リアルな美大の日常を
Search
介護等体験1.5日目
最初に感想を述べてしまうなら、「わりとうまくいった」。今までに比べて、格段に作業も進んだし、私もあの施設にちょっとなじめた気がする。
そのきっかけを、入所者さんにいただいた。
施設内のひと部屋で、壁を装飾するためのいろいろを作っている途中のこと。入所者さんたちがお食事をしたりテレビを見たりするホールの棚にしまってある、色鉛筆を持ってくるのを忘れたことに気づいた、私と班員。
部屋を出て、色鉛筆を取って、さあ部屋に戻って制作を続けよう、と歩いていた時、ある入所者さんから話しかけられました。きっかけは忘れてしまったのですが、何をやっているの?美大の子たち?というようなお話だったように思います。
なんとなく立ち話をする格好になり、30分以上話しこんでしまいました。
その方は私の住んでいるところの近くに以前住んでいらしたようで、なつかしそうに「あそこのデパートはどうなってる?」「あの駅はどうなってるの?」と質問ぜめ。

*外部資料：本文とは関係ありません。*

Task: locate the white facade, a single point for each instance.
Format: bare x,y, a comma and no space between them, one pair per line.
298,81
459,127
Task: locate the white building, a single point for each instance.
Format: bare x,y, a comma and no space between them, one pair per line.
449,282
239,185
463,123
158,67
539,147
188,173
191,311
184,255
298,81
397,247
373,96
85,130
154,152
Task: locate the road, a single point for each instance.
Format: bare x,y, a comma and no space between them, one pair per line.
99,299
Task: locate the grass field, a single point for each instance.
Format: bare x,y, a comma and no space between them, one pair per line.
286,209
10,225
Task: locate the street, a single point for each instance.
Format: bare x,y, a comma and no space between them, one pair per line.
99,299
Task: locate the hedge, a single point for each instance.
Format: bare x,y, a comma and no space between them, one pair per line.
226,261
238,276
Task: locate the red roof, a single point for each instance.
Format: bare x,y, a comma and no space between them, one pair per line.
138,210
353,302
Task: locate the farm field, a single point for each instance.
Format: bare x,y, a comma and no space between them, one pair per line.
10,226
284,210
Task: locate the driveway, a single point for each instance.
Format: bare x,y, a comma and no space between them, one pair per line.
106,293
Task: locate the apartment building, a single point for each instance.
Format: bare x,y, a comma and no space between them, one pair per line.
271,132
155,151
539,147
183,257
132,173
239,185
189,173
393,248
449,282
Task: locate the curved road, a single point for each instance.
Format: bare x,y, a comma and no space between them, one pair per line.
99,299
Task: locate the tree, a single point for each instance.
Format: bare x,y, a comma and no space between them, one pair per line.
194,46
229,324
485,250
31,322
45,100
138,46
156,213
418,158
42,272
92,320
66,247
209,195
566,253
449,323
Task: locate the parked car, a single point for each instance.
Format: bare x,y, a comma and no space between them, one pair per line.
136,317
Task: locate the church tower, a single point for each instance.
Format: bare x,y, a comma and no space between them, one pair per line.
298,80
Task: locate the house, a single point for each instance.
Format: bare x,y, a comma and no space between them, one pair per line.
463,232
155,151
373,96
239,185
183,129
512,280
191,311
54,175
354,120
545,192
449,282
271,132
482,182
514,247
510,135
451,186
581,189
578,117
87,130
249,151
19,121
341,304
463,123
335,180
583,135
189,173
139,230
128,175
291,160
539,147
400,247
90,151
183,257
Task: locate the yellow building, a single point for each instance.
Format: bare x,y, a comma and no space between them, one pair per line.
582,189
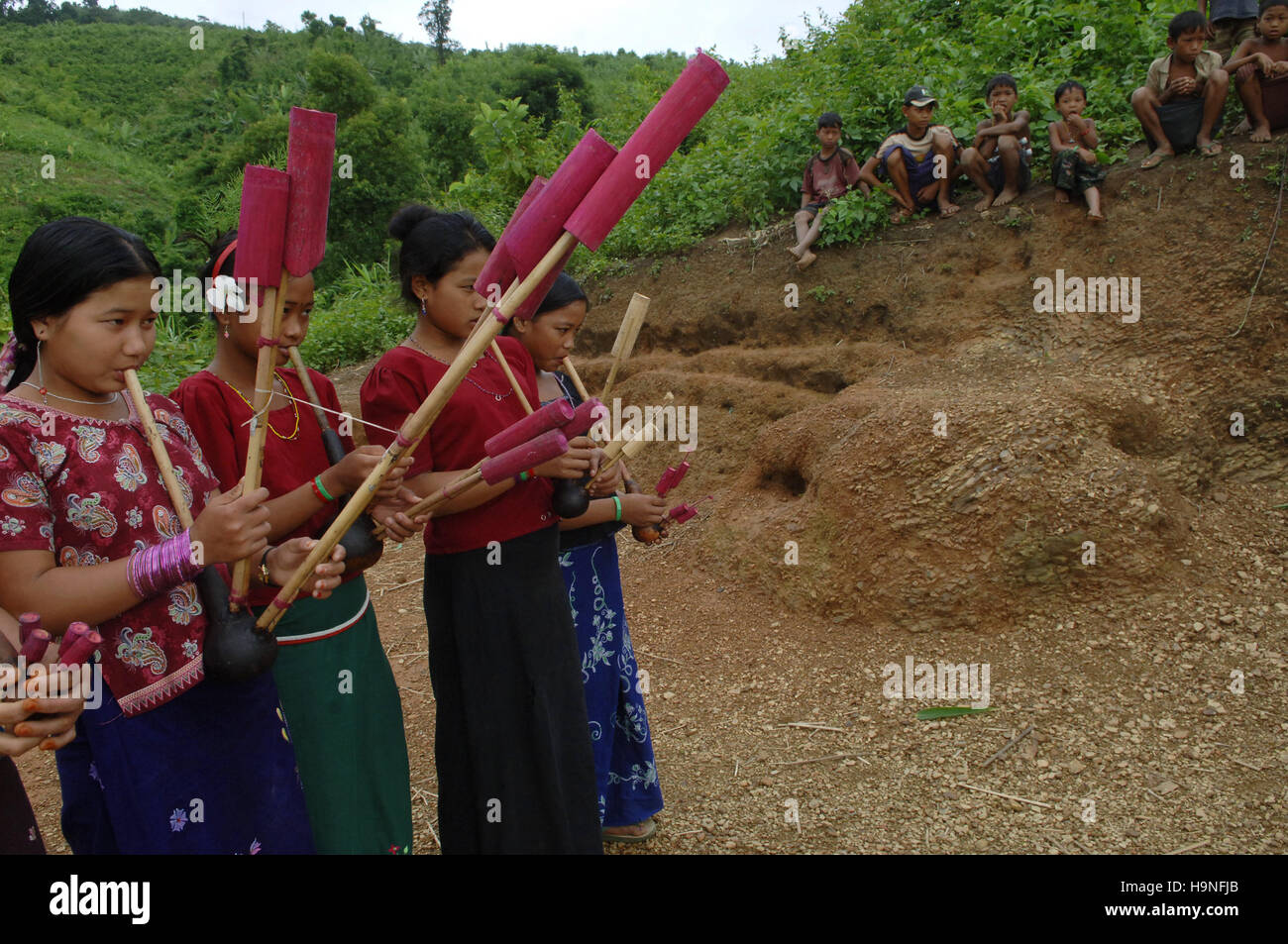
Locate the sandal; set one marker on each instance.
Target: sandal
(651, 829)
(1155, 158)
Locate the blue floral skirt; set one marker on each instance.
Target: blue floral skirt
(625, 771)
(209, 772)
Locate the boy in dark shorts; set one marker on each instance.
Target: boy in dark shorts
(923, 159)
(829, 174)
(1231, 24)
(1074, 168)
(999, 162)
(1180, 103)
(1260, 68)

私の毎日利用する駅、今度バーゲンに行くデパート、この間用事ついでにのぞいたお店が、彼女にはどうやったって手の届かないところにあるのだと思うと、苦しい気持ちになりました。
ご自分のお嬢さんや、お孫さんのお話も聞かせていただいて、そうか、これが、これまでここに実習に来た人たちの感じていた気持ちなのか、と思いました。
施設でのオリエンテーションに行ったとき、介護長さんのお話の中に、「尊厳を大切にしてください」というフレーズが、何回も何回も出てきました。
私は、オリエンテーションのレポートの感想に、「尊厳とは何なのか。それを考えながら実習をやっていきたい」と書き、担当の先生も、「これは考え続けなければならないこと」とおっしゃいました。
今日初めて、長い時間、入所者さんとお話しして、「尊厳を大切にする具体的な行動の答え」はないのだなと思いました。少しまわりくどい言い方になってしまいますが。
例えば、こうすれば入所者さんを尊重していることになる、という正解はなくて(不正解は必ずあるのだろうけれど)、ひとつひとつのことを細やかにやっていくこと、それに尽きるのではないかと。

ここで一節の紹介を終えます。